Books

Has postmodernism destroyed journalism and more?

culture-crash-cover.jpgLos Angeles journalist Scott Timberg's new book about the pressures on journalism, journalists and the creative class more generally is out. Since it deals with the news business, the Columbia Journalism Review reviewed "Culture Crash: The Killing of the Creative Class." The book grew from Timberg's experiences after his 2008 layoff as an arts and culture writer for the Los Angeles Times, during the worst days of the Tribune era at the paper. If you don't remember how crazy those days were at the LAT, you might almost not believe it.

Timberg saw in the economic troubles he and many like him endured a great upheaval in society. Except from the CJR review:

According to Timberg, America’s entire creative class—a group he defines as embracing everyone from rock musicians and architects to bookstore clerks—is under assault. In his view, the slow death of print, our obsession, is just one manifestation of a much broader and more troubling crisis.


Expanding on stories that Timberg wrote for Salon, Culture Crash is not just a cri de coeur for an endangered set of jobs and institutions. It also is an audacious, if undeniably speculative, effort to detail the causes of these cultural tremors, and to point the way toward possible solutions.

The roots of the problem, Timberg argues, lie deeper than the latest economic downturn or technological upheaval. “Though highlighted and exacerbated by the Great Recession, these shifts started earlier and almost certainly will extend for years into the future,” he writes. “The arrival of the internet and the iPhone, while crucial, are not the only forces at work here.” Casting a wider net, Timberg implicates such factors as the rise of postmodernism, the (possibly related) devaluing of the arts and humanities, and an unforgiving winner-take-all marketplace.

Culture Crash is an ambitious manifesto on two fronts.
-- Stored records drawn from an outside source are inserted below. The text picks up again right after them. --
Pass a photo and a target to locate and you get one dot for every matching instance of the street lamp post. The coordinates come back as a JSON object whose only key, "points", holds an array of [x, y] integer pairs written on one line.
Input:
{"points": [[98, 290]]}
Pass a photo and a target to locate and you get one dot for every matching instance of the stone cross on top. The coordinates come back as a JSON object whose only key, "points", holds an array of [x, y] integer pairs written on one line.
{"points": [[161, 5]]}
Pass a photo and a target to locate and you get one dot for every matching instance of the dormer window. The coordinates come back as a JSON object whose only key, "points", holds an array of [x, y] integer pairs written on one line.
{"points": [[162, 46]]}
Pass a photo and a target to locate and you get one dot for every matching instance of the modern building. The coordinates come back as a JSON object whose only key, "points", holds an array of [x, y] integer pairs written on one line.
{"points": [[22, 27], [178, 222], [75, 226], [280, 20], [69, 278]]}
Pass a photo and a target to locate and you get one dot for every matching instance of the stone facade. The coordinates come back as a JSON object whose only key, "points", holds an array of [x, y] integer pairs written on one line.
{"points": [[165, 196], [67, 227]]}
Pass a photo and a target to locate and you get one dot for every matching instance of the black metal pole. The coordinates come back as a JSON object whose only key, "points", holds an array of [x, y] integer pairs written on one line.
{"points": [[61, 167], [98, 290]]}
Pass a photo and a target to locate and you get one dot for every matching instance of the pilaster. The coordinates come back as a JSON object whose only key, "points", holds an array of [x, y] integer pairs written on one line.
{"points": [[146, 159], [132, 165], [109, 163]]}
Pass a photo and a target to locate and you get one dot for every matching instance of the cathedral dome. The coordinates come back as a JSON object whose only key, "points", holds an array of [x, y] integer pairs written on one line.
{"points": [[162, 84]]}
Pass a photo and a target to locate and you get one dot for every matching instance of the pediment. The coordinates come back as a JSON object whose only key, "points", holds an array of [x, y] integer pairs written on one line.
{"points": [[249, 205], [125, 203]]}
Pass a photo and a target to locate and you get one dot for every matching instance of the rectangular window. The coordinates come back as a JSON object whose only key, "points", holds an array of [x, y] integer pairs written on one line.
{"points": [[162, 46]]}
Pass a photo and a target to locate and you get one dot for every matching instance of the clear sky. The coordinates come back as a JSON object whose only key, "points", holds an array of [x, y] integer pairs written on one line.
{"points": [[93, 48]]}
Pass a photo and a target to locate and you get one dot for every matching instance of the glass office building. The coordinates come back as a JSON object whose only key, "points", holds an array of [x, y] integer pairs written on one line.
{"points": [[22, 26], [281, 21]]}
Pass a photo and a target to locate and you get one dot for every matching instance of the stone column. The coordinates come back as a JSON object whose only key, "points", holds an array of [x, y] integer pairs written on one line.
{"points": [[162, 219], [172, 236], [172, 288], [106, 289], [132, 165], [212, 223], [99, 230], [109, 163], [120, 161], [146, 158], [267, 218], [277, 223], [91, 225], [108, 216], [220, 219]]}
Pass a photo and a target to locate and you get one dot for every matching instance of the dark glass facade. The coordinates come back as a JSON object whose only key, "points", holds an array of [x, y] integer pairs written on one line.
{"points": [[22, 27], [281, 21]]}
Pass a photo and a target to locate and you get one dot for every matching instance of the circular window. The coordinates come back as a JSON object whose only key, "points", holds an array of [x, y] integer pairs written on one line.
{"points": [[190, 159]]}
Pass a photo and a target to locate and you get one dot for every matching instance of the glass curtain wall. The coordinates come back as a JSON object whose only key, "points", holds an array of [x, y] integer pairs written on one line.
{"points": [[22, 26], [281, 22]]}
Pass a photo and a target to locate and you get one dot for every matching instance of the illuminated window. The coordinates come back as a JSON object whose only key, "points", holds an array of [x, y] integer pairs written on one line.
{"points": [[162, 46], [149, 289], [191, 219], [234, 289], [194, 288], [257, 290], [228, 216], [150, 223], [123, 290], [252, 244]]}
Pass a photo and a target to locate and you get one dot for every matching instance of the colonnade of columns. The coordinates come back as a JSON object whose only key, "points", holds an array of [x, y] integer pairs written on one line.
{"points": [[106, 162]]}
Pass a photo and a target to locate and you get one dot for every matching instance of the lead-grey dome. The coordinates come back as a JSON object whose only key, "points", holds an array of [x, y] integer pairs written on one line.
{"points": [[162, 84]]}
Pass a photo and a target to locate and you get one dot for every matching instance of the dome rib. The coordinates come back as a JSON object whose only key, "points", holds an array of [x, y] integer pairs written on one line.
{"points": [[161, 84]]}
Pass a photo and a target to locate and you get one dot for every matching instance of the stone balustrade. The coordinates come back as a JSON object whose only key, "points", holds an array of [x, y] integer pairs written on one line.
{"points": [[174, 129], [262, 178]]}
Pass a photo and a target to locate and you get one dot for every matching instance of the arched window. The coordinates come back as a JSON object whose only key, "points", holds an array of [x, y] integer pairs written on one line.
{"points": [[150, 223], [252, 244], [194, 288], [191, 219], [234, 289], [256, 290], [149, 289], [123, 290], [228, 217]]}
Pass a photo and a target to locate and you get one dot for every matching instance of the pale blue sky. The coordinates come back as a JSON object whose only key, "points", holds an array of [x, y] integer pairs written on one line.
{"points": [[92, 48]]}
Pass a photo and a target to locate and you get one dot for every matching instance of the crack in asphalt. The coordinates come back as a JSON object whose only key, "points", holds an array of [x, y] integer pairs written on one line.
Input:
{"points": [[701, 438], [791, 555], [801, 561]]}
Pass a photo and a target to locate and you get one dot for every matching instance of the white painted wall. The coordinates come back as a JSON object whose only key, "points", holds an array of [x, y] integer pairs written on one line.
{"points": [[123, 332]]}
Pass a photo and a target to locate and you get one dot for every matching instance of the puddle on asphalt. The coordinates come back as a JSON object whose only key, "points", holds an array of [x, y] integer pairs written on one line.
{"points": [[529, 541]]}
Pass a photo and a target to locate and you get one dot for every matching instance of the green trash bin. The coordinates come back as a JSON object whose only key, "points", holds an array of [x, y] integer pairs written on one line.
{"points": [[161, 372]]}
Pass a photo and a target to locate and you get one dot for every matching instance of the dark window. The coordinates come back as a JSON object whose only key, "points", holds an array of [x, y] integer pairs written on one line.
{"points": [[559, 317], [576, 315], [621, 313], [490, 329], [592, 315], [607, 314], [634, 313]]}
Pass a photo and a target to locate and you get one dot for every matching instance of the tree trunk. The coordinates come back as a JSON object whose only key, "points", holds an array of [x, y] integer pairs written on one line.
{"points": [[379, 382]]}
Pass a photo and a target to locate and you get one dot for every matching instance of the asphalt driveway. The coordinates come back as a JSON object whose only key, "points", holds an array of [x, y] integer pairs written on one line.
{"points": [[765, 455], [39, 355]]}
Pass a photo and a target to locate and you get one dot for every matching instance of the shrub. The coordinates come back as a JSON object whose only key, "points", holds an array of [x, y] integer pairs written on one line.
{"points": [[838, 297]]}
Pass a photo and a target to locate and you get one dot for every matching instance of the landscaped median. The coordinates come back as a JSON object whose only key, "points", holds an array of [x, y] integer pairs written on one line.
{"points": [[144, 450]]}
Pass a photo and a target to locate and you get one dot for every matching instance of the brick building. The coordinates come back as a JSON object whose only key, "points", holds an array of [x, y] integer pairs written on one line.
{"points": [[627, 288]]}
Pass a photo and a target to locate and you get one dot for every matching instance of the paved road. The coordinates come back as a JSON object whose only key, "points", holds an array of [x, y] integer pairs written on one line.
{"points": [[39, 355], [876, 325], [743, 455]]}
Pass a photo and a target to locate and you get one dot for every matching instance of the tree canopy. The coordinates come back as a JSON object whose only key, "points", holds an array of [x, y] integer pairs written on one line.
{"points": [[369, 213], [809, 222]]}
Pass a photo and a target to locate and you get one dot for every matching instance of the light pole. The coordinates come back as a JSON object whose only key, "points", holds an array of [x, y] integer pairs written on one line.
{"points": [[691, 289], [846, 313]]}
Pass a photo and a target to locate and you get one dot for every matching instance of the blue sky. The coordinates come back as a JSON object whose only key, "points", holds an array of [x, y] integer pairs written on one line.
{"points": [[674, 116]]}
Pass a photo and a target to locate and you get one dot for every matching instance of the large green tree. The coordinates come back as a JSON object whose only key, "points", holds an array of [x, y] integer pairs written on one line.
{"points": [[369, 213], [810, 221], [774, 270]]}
First, Timberg yokes together a raft of developments—some clearly parallel, others less obviously related: the struggles of the music industry to counter bootlegging and cut-rate streaming; the burgeoning of the freelance sector (and its simultaneous impoverishment); the pressures on journalism and book publishing; shifting emphases in higher education.

Second, he links these phenomena to what he sees as a decades-long attack—some of it fueled, ironically enough, by the creative class itself—on “middlebrow” culture.

CJR's writer in the end isn't fully convinced, but the book sounds interesting.